Japanese Finance Minister Taro Aso said regulators will respond to market volatility if necessary after a move to negative rates failed to assuage anxieties last month. A stronger yen threatens to imperil the world’s third-largest economy through disinflation and lower profits for exporters. Investors ignored a second day of testimony from Janet Yellen, whose indication that the Federal Reserve won’t rush to raise interest rates failed to stem a selloff in riskier assets.
The MSCI’s Asia Pacific Index was down 2.2 percent as of 1:04 p.m. Tokyo time, on track for a weekly decline of 5.4 percent. The Topix has lost 11.4 percent this week, the most since October 2008. While Japan resumed trading after a Thursday break, markets in mainland China, Taiwan and Vietnam remain closed for Lunar New Year holidays.
Hong Kong’s Hang Seng Index lost 0.5 percent, the Kospi index in Seoul slipped 1.5 percent, while Australia’s S&P/ASX 200 Index sank 0.8 percent. Futures on the Standard & Poor’s 500 Index rallied 0.6 percent. The S&P 500 reduced a slump of as much as 2.3 percent to close down 1.2 percent in afternoon trade.
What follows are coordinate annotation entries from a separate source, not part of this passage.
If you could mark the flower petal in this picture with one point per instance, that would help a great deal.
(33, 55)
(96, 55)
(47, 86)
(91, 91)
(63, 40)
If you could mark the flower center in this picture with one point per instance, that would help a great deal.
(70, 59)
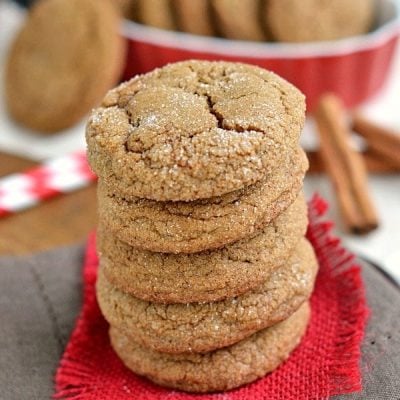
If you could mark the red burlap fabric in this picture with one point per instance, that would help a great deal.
(325, 363)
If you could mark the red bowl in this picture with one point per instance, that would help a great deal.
(354, 68)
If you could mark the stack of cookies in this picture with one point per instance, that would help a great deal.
(205, 273)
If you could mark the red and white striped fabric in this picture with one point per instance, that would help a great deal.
(59, 175)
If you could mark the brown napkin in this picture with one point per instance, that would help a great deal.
(40, 298)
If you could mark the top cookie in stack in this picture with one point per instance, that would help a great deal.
(196, 155)
(194, 130)
(202, 221)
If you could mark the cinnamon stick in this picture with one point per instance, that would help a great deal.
(374, 162)
(345, 166)
(380, 140)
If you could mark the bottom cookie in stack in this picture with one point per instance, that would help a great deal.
(204, 327)
(222, 369)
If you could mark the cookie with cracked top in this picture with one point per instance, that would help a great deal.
(223, 369)
(194, 130)
(205, 276)
(62, 62)
(190, 227)
(202, 327)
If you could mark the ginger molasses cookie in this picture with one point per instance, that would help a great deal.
(190, 227)
(64, 59)
(315, 20)
(194, 130)
(239, 19)
(194, 16)
(206, 276)
(202, 327)
(157, 13)
(222, 369)
(127, 8)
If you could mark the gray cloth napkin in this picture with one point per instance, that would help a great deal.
(40, 297)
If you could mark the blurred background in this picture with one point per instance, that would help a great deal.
(347, 48)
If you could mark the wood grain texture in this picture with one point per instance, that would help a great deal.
(60, 221)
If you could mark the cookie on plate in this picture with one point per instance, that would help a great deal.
(202, 327)
(190, 227)
(194, 16)
(239, 19)
(205, 276)
(193, 130)
(157, 13)
(223, 369)
(316, 20)
(62, 62)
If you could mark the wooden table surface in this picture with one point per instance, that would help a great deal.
(60, 221)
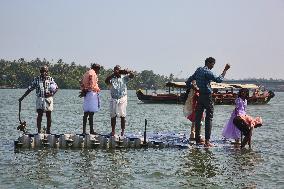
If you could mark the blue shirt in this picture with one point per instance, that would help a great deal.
(118, 86)
(203, 77)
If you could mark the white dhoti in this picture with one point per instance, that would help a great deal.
(91, 102)
(45, 104)
(118, 107)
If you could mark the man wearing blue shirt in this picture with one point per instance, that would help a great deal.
(203, 77)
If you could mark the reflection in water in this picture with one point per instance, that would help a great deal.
(220, 167)
(199, 165)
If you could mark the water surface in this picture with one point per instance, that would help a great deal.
(226, 167)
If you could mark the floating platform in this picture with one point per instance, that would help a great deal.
(89, 141)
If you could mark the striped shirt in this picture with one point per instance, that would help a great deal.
(42, 85)
(203, 77)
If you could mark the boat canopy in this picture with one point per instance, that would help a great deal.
(215, 85)
(176, 84)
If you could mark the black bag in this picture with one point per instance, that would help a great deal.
(241, 125)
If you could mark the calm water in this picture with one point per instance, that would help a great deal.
(261, 167)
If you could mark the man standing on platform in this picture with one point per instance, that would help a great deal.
(203, 77)
(90, 91)
(118, 89)
(45, 89)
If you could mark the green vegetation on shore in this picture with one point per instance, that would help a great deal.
(20, 73)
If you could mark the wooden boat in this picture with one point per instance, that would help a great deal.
(223, 94)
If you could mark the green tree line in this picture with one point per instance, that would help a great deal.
(20, 73)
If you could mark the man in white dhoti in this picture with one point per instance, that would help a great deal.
(90, 90)
(118, 89)
(45, 89)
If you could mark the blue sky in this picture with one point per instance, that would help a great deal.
(166, 36)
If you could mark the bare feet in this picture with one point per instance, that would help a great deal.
(208, 144)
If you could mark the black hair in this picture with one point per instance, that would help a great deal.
(209, 60)
(246, 91)
(95, 65)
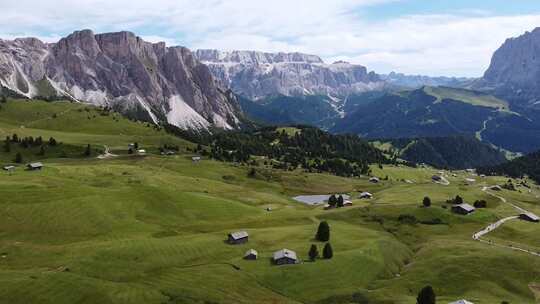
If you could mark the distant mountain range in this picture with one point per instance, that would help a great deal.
(452, 152)
(143, 80)
(208, 89)
(257, 75)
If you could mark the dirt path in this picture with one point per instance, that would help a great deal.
(478, 235)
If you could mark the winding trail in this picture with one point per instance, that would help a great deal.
(477, 236)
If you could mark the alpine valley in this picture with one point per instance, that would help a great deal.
(136, 172)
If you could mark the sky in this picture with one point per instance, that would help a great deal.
(427, 37)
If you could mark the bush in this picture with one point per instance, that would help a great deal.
(328, 252)
(426, 202)
(323, 232)
(426, 296)
(313, 252)
(407, 219)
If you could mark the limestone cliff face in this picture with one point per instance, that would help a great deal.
(142, 79)
(515, 69)
(257, 75)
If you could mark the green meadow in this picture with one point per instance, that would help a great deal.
(153, 229)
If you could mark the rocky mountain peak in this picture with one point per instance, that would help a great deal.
(514, 71)
(144, 80)
(257, 75)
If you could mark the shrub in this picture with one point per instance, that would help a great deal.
(328, 252)
(426, 202)
(323, 232)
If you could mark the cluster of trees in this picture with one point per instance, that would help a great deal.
(322, 235)
(309, 148)
(26, 143)
(452, 152)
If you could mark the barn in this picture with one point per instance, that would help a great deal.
(285, 256)
(463, 209)
(34, 166)
(251, 254)
(239, 237)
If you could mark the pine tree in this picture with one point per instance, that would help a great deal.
(340, 201)
(18, 158)
(323, 232)
(426, 296)
(332, 201)
(313, 252)
(7, 145)
(88, 150)
(426, 202)
(328, 253)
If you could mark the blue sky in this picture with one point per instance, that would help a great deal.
(453, 38)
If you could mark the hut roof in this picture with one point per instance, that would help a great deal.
(285, 253)
(251, 252)
(239, 235)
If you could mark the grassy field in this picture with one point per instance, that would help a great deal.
(471, 97)
(152, 229)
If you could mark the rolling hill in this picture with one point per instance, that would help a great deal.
(152, 228)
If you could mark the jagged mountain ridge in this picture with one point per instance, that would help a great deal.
(256, 75)
(146, 80)
(514, 72)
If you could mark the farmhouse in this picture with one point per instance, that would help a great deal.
(34, 166)
(463, 209)
(239, 237)
(365, 195)
(462, 302)
(496, 188)
(251, 255)
(9, 168)
(285, 256)
(529, 216)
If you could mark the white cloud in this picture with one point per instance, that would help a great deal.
(457, 44)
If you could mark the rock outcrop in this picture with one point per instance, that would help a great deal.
(145, 80)
(514, 72)
(257, 75)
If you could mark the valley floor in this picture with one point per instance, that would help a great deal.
(153, 229)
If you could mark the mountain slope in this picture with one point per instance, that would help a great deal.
(436, 112)
(514, 71)
(454, 152)
(257, 75)
(143, 80)
(517, 168)
(313, 110)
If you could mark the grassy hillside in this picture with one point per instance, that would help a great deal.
(455, 152)
(151, 229)
(467, 96)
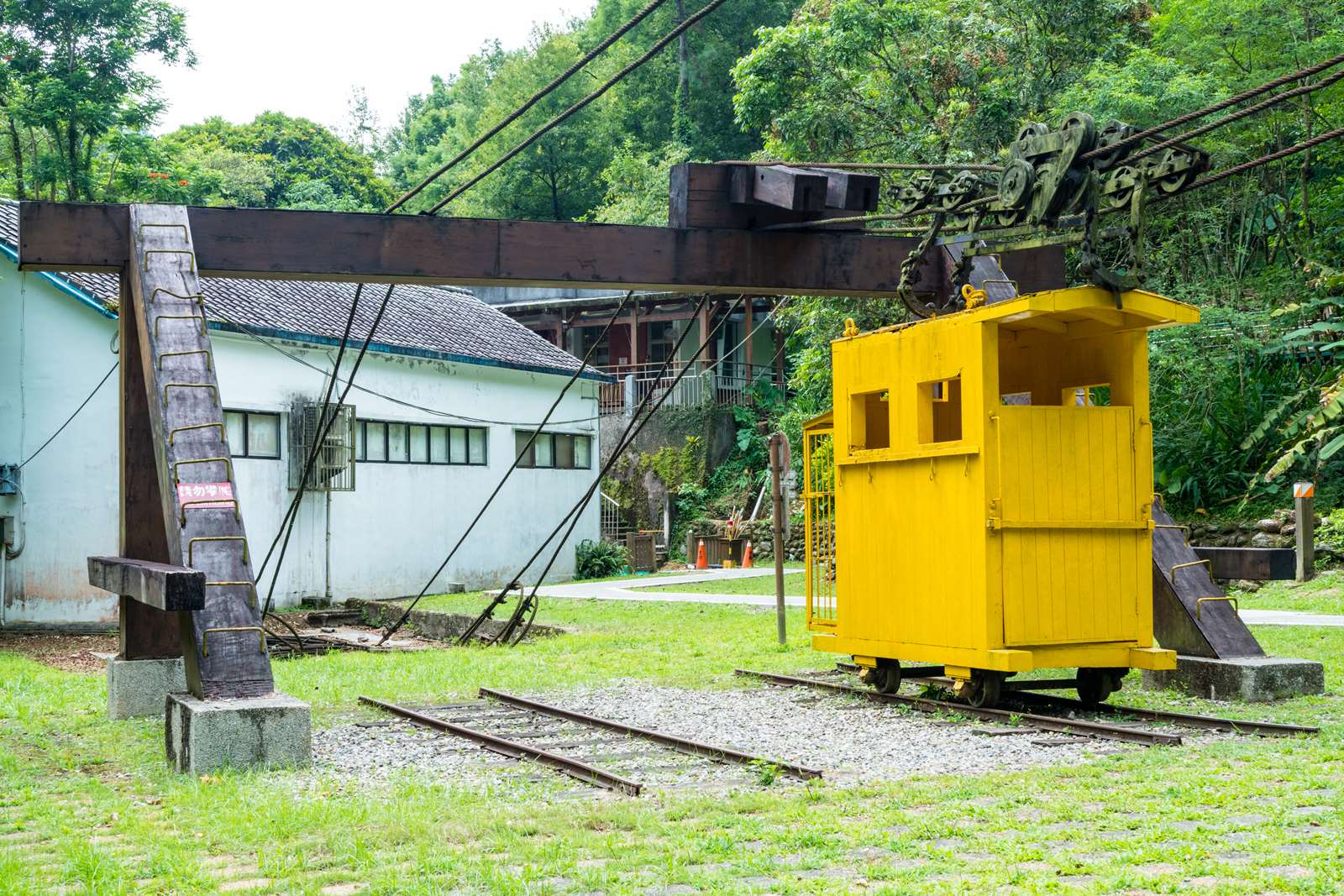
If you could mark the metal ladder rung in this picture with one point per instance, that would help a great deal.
(192, 544)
“Central bank policies and the uncertainty around their effectiveness is the big macro concern right now,” said Leo Grohowski, who helps manage more than $184 billion in client assets as chief investment officer of BNY Mellon Wealth Management in New York.
The yen weakened 0.5 percent to 112.94 per dollar. Japan’s currency has strengthened at least 2 percent against all its 31 major peers since Jan. 29 amid demand for haven assets. Government officials expressed concern at the moves, fueling speculation Japan may intervene.
“The verbal intervention has already started, with Ministry of Finance officials talking about moves being rough, which looks like the new code word for undesired strength,” said Ray Attrill, co-head of currency strategy at National Australia Bank Ltd. in Sydney. “110 might be some line in the sand when the MOF will lean on the BOJ to shore things up.”
Higher-yielding and developing nation currencies weakened. The New Zealand dollar fell 0.5 percent to 66.84 U.S. cents, while the Malaysian ringgit dropped 0.5 percent, the Thai baht slid 0.7 percent and the South Korean won lost 0.3 percent.
Japan’s 10-year government bond yield rose 3.5 basis points to 4 basis points after falling below zero earlier this week. The similar U.S. Treasury yield rose four basis points to 1.70 percent. The Markit iTraxx Asia index of credit-default swaps rose two basis points to 183, the highest since 2012. That for Japan climbed five basis points to 107.
Oil rebounded amid the most volatile prices since 2009 as speculation swirls over whether producers will act to bolster the market. Futures climbed as much as 5.9 percent, paring this week’s loss to 10 percent.
Gold retreated 1 percent after a 4.1 percent surge on Thursday. Bullion is set to climb 5.1 percent this week, the most since 2011, as investors flee a bear market in global stocks, a weakening dollar and the fallout from negative interest rates.
Nickel rose 1.5 percent after slumping 3.6 percent on Thursday to the lowest close since 2003. Prices are set to drop 5.6 percent this week.